Good luck and have fun! I really enjoy sitting in my enclosure and watching the turtles do their thing!

-----
0.1.0 ornate box turtle
2.1.0 eastern box turtles
1.0.0 Yellow belly slider
0.1.0 Red belly cooter
0.1.0 Australian shepard
1.9.0 chickens
1.0.0 Dutch rabbit
3.2.0 adult children
1.0.0 husband AND
0.1.0 grandbaby!!

exreptile Jun 13, 2009 12:47 PM

In Florida, I had a rock-themed pond in my box turtle pen, and they loved it. But mine was only about 5 inches deep. I put a mud turtle in there to see how he would do, and he did fine. The Florida box turtle would soak in there for hours. I had times when the dogs would wake me up at 3:00 am to go outside, and the Florida would still be in there. I really want to set up my pond, but I could only fit so much out of 2 households in the 24 foot U-Haul truck. Of course I couldn't fit my two 10 by 10 dog kennels, or the pond in there, so they got left behind at a friend's house.

yonkerss Jun 13, 2009 02:58 PM

Do you guys feel if I made the pen/enclosure large enough I could pull off a multi-species enclosure to include blandings and wood turtles in addition to the eastern box turtles and the spotted turtles?

The spotteds and easterns are the highest priority but the north american wood turtles and blandings turtles have always interested me.

If this is doable - biggest concern is if aggression would be an issue, either terrestrial between the woods/easterns/blandings or aquatic with the woods/blandings/spotteds.

Any rough suggestions on pen size needed to do this?

Rough thoughts are pairs of the woods and blandings. The easterns and spotteds would be a few more 3-6 of each (1.3 or 2.4 groups likely).

Overall pen size in the 25x20 with 1/2 being the pond.

chelonian71 Jun 14, 2009 11:59 AM

hey golfdiva.... did you get my email message shuttled through this forum? If you're like me you changed your actual email to something differet what KS "thinks" it is.

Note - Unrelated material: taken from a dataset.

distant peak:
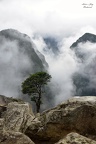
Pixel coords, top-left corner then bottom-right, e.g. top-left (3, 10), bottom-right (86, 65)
top-left (71, 33), bottom-right (96, 48)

chelonian71 Jun 14, 2009 01:25 PM

BTW, Congrats on the grandchild! I haven't been around for a while.

Bill

StephF Jun 13, 2009 01:11 PM

If you are careful to design the pond so that it has gradually sloping sides that will make it easy for a box turtle to enter and exit the water, you should be fine.

boxienuts Jun 14, 2009 09:49 AM

Hey Yonkerss,
I am in the process of doing the same thing you are talking about, the difference being that I already have a small garden pond that I built 4 years ago, and now I am going to just build a wooden wall 16ft x 12 ft around the pond area, to house eastern box turtles and a pair of mud turtles and a pair of diamondback terrapins. My pond was built with wildlife in mind first and goldfish second so on one end it slowly gets shallow and widens and has gravel on it. I will be adding a sand area and a deep mulch area. This is a pic of the pond last Sept when the pond plants were overgrown so it looks smaller than it is, the deep end is about 2 feet deep though. I will still keep the wooden pen in the background, just in case I have some little ones, they can spend their first few years in there with complete safety without worry of preditors, just as my adults that are all grown up now did, but they now need more open space to roam and do their thing.

-----
Jeff Benfer
gartersnakemorph.com

phil nj Jun 18, 2009 07:29 PM

I had a huge enclosure with a 15 x 10 ft x 3 foot deep pond with koi.The pond had mostly sloping areas with one area that was difficult to climb out. We had 4 red eared sliders and a group of eastern boxies ranging from adult size down to yearlings living out there. For years never lost any boxies to drowning, then in one year, one of the adults was found drowned. I assumed it was an isolated event until the following year 2 more were found together drowned. I now only have a shallow pond for the boxies to bath. Shallow enough so they can reach bottom.
Point is make sure it is very easy for them to climb out.